1200 sal na Kwirynale
1008 wybierających głowę państwa członków obu izb parlamentu, przedstawicieli 20 regionów i nielicznych mniejszości etnicznych miało siedem lat, żeby uzgodnić, kto będzie kolejnym, trzynastym prezydentem Włoch. Rozpoczęta w 2015 r. kadencja Sergio Mattarellego upływa 3 lutego. Jak się jednak okazało, elektorzy pochłonięci innymi sprawami nie mieli czasu zajmować się prezydentem. Dopiero kiedy miesiąc temu oficjalnie ogłoszono termin głosowania, włoscy politycy zaczęli się zastanawiać, kogo posadzić na Kwirynale.
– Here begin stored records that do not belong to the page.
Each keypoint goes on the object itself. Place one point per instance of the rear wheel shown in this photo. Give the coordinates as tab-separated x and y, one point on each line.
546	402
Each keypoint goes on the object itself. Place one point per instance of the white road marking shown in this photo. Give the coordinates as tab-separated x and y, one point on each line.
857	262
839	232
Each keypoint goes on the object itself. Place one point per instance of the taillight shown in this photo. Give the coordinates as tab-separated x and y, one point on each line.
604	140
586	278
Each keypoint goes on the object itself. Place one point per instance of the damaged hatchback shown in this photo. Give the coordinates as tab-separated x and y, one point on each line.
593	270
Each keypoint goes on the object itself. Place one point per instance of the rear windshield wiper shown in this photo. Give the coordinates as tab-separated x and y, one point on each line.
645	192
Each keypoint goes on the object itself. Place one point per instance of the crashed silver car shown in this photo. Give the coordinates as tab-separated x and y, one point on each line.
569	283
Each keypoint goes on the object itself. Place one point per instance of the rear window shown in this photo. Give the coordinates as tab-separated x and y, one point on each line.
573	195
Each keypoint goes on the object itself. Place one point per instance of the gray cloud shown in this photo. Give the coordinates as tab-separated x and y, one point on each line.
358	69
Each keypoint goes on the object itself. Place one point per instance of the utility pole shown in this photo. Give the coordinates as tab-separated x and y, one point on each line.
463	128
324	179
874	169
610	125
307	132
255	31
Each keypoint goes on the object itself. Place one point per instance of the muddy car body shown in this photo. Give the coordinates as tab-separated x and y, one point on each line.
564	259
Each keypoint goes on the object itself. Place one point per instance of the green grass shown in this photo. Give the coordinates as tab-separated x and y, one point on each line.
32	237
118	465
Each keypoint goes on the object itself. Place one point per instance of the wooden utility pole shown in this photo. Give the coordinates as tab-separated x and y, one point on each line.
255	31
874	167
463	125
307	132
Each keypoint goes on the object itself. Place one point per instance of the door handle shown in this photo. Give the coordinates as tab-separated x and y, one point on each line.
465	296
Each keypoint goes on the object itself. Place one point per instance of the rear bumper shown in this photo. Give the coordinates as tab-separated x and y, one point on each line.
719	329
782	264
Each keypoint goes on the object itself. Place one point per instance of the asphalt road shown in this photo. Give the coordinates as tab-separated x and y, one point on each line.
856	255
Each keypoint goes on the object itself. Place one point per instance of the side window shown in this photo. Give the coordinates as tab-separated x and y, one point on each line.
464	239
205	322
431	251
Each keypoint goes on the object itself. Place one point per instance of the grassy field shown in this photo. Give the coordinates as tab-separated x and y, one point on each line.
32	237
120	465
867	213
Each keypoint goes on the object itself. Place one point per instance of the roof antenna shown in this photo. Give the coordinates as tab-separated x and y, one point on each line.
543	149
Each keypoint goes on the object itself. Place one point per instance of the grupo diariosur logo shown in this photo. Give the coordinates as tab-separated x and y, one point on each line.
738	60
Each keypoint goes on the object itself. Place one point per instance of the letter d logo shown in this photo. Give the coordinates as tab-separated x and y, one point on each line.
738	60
Sam pałac, wzniesiony jako rezydencja papieży, potem przekazany królowi Włoch, a dziś siedziba głowy państwa, podkreśla swoim charakterem zwykle tylko prestiżową i „dekoracyjną” rolę prezydenta, z szacunkiem nazywanego „strażnikiem włoskiej konstytucji”. Jednak podczas częstych kryzysów gabinetowych w ponad 1200 salach na Kwirynale można bezkolizyjnie rozmieścić skłóconych ze sobą polityków. I wówczas prezydent, wchodząc do kolejnych pomieszczeń, uspokaja, łagodzi napięcia, uzgadnia zasadnicze kierunki działań, a czasem także rozdaje stanowiska.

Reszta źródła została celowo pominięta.